Kejadian ini memicu kekhawatiran akan eskalasi konflik di kawasan tersebut. Menurut sumber lokal, serangan tersebut menargetkan posisi strategis kelompok Hizbullah, yang sebelumnya menjadi musuh bebuyutan Israel. Pemerintah Lebanon dan organisasi internasional menyerukan gencatan senjata dan penyelesaian damai untuk menghindari kerusakan lebih besar.
Beberapa warga dan pasukan penyelamat dilaporkan mengalami luka-luka dan evakuasi massal dilakukan di daerah yang terdampak.
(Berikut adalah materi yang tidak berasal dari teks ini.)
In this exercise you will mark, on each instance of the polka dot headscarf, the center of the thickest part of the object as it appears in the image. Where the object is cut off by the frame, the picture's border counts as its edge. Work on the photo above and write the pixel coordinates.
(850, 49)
Pihak berwenang Israel belum memberikan komentar resmi terkait serangan ini, namun laporan menunjukkan bahwa operasi militer ini sebagai respons terhadap ancaman yang dirasakan dari kelompok bersenjata di wilayah tersebut.
Kekerasan yang berkelanjutan di Lebanon Selatan ini menambah panjang daftar insiden yang mengancam stabilitas regional. Komunitas internasional terus mendesak kedua belah pihak untuk menahan diri dan kembali ke jalur dialog demi menjaga perdamaian di kawasan.